Chapter 5
Dervla
Istare at the closed door for a full second after they leave.
Then I lock it.
It is unnecessary. Stupid, maybe. Three armed and unhinged men are effectively guarding the inside of this house. Still, the click gives me something solid. Something mine.
The room is too quiet without them in it.
Tea steams on the tray by the desk. Sandwiches sit there untouched, absurdly normal.
I sit on the edge of the bed and stare at my phone.
Then I call Alanna.
It rings once.
“Dervla.”
No greeting. No surprise. No concern. Of course not.
“You knew,” I say.
“About what?” she asks.
“Maeve Doyle,” I say bitterly.
“Yes, of course, I knew about her.

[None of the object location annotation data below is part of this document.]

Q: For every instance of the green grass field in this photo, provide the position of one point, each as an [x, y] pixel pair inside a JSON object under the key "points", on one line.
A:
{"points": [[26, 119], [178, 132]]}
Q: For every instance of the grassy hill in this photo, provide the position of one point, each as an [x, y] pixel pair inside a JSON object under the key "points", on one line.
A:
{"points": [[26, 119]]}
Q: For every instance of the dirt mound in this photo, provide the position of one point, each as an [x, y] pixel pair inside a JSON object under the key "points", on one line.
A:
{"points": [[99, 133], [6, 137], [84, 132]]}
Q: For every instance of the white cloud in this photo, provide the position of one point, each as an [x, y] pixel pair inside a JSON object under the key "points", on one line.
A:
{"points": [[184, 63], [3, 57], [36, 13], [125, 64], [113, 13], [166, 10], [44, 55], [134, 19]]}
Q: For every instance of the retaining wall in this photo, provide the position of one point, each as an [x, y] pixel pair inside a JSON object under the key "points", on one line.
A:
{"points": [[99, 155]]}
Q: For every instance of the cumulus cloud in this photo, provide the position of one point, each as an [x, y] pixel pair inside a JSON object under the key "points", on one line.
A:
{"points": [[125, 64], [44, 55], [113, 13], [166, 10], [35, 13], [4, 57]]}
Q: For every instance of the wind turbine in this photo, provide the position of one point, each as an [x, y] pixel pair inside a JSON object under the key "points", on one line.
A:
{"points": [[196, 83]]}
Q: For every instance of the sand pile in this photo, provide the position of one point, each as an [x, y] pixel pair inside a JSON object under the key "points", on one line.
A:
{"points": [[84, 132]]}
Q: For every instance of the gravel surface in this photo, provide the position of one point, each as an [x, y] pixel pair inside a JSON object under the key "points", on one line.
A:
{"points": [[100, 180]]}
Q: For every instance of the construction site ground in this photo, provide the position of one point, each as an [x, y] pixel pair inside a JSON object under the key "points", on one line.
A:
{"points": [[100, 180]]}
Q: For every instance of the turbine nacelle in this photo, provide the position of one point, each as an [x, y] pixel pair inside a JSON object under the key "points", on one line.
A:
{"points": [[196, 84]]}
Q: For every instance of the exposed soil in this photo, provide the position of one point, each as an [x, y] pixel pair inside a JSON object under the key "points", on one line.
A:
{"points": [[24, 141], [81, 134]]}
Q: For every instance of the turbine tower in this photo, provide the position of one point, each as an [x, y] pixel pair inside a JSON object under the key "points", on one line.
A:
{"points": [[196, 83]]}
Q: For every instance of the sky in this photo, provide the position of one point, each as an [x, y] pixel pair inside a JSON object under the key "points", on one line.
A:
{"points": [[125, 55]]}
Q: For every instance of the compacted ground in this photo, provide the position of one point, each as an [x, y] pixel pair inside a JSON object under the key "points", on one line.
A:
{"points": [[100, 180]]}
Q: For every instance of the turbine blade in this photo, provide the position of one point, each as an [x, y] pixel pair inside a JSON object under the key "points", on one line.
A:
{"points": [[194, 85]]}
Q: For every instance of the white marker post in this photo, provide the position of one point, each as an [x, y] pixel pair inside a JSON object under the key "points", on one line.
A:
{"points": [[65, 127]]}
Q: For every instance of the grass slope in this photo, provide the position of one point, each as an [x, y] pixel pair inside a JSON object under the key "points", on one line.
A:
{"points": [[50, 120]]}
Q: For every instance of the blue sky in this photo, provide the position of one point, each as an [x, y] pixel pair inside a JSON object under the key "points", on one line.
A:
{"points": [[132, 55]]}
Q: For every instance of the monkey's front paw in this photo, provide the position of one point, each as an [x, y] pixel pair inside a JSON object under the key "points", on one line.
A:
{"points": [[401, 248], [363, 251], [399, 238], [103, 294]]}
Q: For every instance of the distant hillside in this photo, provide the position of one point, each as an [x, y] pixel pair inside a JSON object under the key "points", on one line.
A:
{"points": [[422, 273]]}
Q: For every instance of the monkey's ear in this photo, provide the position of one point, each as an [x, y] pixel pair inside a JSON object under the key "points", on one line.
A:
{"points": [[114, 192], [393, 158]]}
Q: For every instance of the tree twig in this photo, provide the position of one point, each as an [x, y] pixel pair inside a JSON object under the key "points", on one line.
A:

Vile woman.”
I huff out a breath, “I mean, did you know she killed Dad?” I grit out.
“Maeve has wanted a place at the table her entire life,” she says.
“She was born with enough Callaghan blood to be dangerous and not enough legitimacy to be protected by it. Men like your grandfather create monsters and call them mistakes. Their mistakes do not disappear just because you’d like them to. ”
“I asked you flat out if you knew, you lied. You said to me earlier, before I left Séamus’, that when I find out who killed my father, make them pay…” I trail off. “You utter bitch.”
“Words matter.”
“Okay, fine. Séamus said men whose names I’m better off not knowing.”
“One can only assume he meant in a general sense.”
“Alanna! Does he know?”
“Yes. He is hunting her as we speak.”
“So every fucker knew except me. Again.”
“I understand you feel hard done by,” she says. “But I know you, Dervla. If I had handed you the information, it would’ve been a letdown for you. You’d have felt nothing. Finding that information out on your own empowers you.”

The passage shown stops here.